The Heritage Foundation explains why life sentences without parole are appropriate, and why it would be a bad idea for judges to make up limits on such sentences.

A gaggle of left-wing lawyers and religious groups are asking the Supreme Court to rule that the Eighth Amendment’s ban on cruel and unusual punishment restricts the imposition of life without parole on juveniles, even when they have repeatedly committed violent crimes. Their long-run goal is to make it as difficult to impose life sentences as it currently is to impose the death penalty, which cannot be carried out without years of endless and expensive appeals, most of which focus on aggravating or mitigating factors, rather than the defendant’s guilt or innocence (even admittedly-guilty death row inmates often succeed in delaying for years, or even overturning, their death sentences).  (Most murderers never even get the death penalty, even when they outrageously torture the dying victim.)

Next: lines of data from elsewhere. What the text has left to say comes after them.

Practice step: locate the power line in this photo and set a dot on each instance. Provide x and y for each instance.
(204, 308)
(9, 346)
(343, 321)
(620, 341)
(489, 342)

The left-wing lawyers and religious groups are also unjustifiably seeking to use fuzzy notions of “customary international law” to override U.S. law, as the Cato Institute and others have pointed out in their court brief.

“Customary international law” threatens America’s security and civil liberties.  Piracy flourished in the crucial shipping lanes off the coast of Somalia partly due to a treaty that the U.S. has not ratified yet — but which is often described as “customary international law” binding on all nations. Partly as a result of the LOST Treaty, billions of dollars worth of cargo, and human lives, have been lost due to piracy. Harold Koh, appointed by Obama to be the State Department’s chief lawyer, argues that “customary international law” like LOST is binding on the U.S., even when it is reflected in treaties that the U.S. has refused to sign.  (European human-rights conventions and an indecisive White House also have delayed action against the pirates.)  That’s just one reason U.S. policymakers should think twice before following vague “international norms.”

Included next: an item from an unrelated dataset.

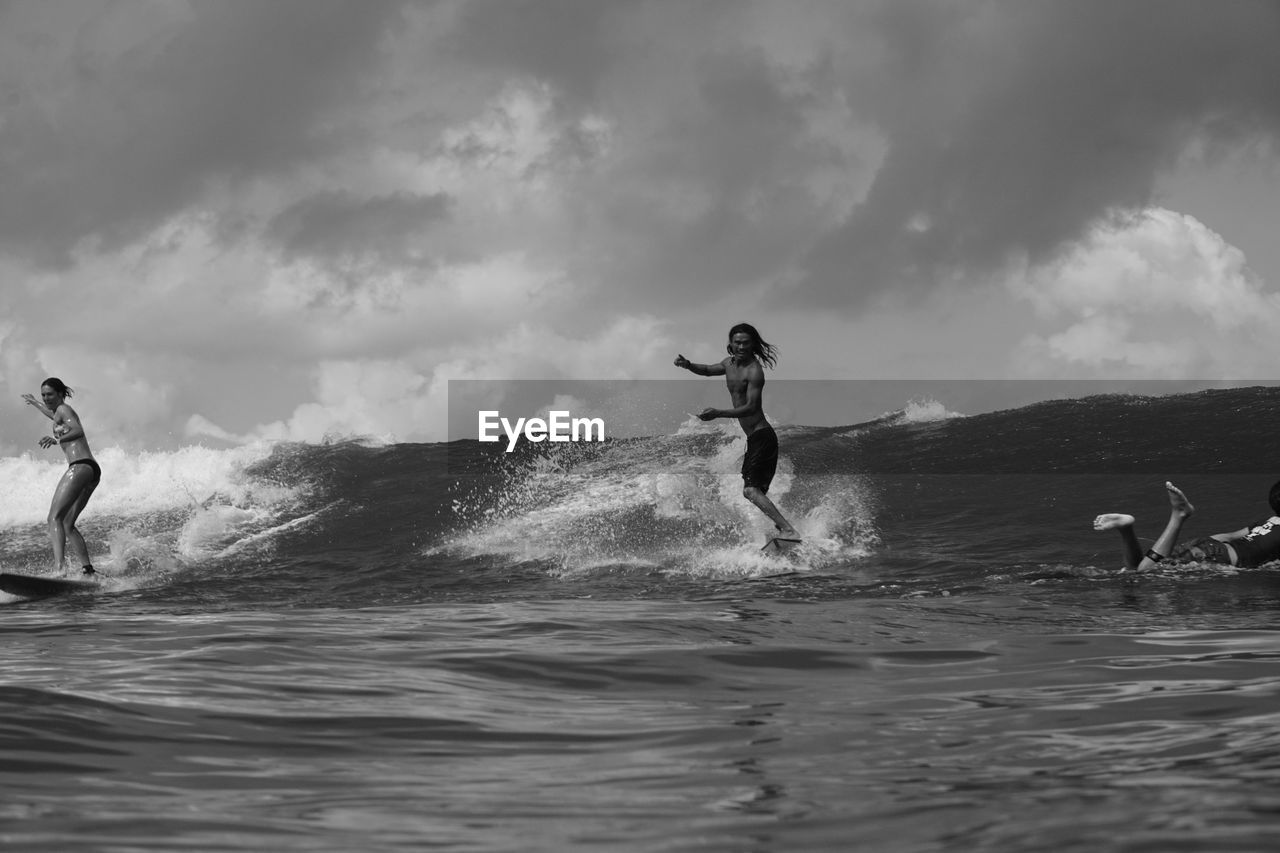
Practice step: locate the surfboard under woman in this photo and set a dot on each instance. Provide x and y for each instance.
(77, 483)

Since customary international law is vague, liberal lawyers invariably use that ambiguity to claim that it dictates a host of controversial requirements that few countries would voluntarily adopt on their own, like banning Mother’s Day as sexist, and mandating quota-based affirmative action. For example, the CEDAW equal-rights treaty has been construed by an international committee as requiring “redistribution of wealth,” “affirmative action,” “gender studies” in academia, government-sponsored “access to rapid and easy abortion,” “comparable worth,” and “the application of quotas and numerical goals and measurable targets aimed at increasing women’s political participation.”

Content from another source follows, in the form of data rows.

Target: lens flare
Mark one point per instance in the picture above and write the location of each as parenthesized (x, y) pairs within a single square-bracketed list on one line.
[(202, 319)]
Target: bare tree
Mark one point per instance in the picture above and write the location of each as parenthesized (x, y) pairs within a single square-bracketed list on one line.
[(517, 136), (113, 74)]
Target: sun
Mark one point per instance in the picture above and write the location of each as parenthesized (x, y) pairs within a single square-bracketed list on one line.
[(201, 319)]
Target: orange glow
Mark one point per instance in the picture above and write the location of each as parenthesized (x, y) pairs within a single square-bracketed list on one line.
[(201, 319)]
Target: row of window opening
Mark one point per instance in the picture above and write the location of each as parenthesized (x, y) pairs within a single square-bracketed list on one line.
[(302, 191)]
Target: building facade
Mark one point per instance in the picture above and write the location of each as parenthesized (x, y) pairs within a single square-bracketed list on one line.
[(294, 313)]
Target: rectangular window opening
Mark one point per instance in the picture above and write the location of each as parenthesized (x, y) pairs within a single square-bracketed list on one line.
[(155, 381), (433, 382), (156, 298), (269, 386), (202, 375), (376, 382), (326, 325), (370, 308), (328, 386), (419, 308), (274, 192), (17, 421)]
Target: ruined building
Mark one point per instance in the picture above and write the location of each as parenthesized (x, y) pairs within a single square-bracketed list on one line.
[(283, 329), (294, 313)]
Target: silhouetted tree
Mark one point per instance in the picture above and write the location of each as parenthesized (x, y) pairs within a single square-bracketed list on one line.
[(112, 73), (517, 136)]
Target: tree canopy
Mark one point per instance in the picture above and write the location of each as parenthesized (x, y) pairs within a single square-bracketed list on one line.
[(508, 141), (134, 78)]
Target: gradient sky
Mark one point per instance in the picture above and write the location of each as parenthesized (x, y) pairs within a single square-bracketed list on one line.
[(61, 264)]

One of the arguments in the animal-cruelty video case — that the government can prohibit an entire category of speech to promote a “compelling interest” — is quite dangerous, because courts now routinely find even trivial government goals to be “compelling interests.” It is almost considered bad manners for a judge to candidly say that a law passed by a legislature is not supported by a compelling interest, which is why judges usually strain to find that the other Supreme Court requirement for upholding a ban on speech (“narrow tailoring”) is missing instead. (In my 2007 law review article, I listed some of the not-very-crucial interests widely recognized by the courts as “compelling,” like “preventing splintered political parties and establishing professional standards.”  Courts sometimes find interests to be “compelling” even when they logically contradict each other — for example, courts have found “compelling” interests justifying both governmental discrimination against gay people, and governmental bans on discrimination against them (even purely private discrimination by religious groups or clubs).  Some court rulings finding “compelling interests” are just wrong.)

The Supreme Court cases challenging life without parole are Graham v. Florida and Sullivan v. Florida. The animal cruelty video case is U.S. v. Stevens.